Tuesday afternoon, former Virginia governor and U.S. Senate candidate Tim Kaine met with Charlottesville women in a roundtable discussion about his vision for our economic future. At C’Ville Coffee on Harris Street, Kaine emphasized his strategies to assist small businesses and support job growth, develop a talented and competitive workforce, and encourage political and fiscal balance in Washington.

“Virginia offers some strong economic lessons that I think can help strengthen the national economy,” said Kaine. “If I’m elected to the Senate I want to focus on policies that will grow and strengthen the economy immediately, increase the talent and skill level of our workforce to ensure our competitiveness, and bring more balance to both our fiscal issues and the way we do politics. The best idea in the world won’t get anywhere in Congress if we don’t have people who can listen to each other and work together.”

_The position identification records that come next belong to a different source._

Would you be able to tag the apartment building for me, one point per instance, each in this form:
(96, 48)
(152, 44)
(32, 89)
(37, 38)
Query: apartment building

During the 90 minute conversation, Kaine also discussed other issues critical to Virginia women, including education from early childhood to higher education. He voiced his commitment to working to increase the affordability of college and other secondary schooling and emphasized the importance of education and workforce development in his economic approach. As governor, Kaine worked together with Republicans to direct millions towards tuition assistance and pass the largest higher education bond package in Virginia history, updating college and university facilities to attract world-class students and teachers.

Kaine also contrasted his record on higher education with George Allen’s record on education and the economy while in the U.S. Senate. Kaine has been a vocal supporter of extending current Stafford Loan rates and was a strong supporter of the 2010 expansion of Pell Grants. As a senator, Allen voted for the largest cut to student financial aid in the nation’s history and preserved tax giveaways to big oil companies at the expense of student tax deductions.

While serving as governor during a deep recession, Kaine kept Virginia’s budget balanced by working with Republicans to make more than $5 billion in spending cuts, including his own salary, while finding ways to invest in priorities like pre-K, transit, and Chesapeake Bay cleanup. As a senator, Allen helped add over $3 trillion to the national debt while voting four times to increase his own pay.

“I had to make a lot of tough cuts as governor, but I also learned you can’t just cut your way to prosperity,” said Kaine. “Even as we made tough spending cuts, more than $5 billion in total, we found ways to invest in things like pre-K for at-risk kids, boosting enrollment by more than 40 percent, that will raise our platform for future economic success. If we don’t continue improve education at all levels, we will fall behind in a global economy.”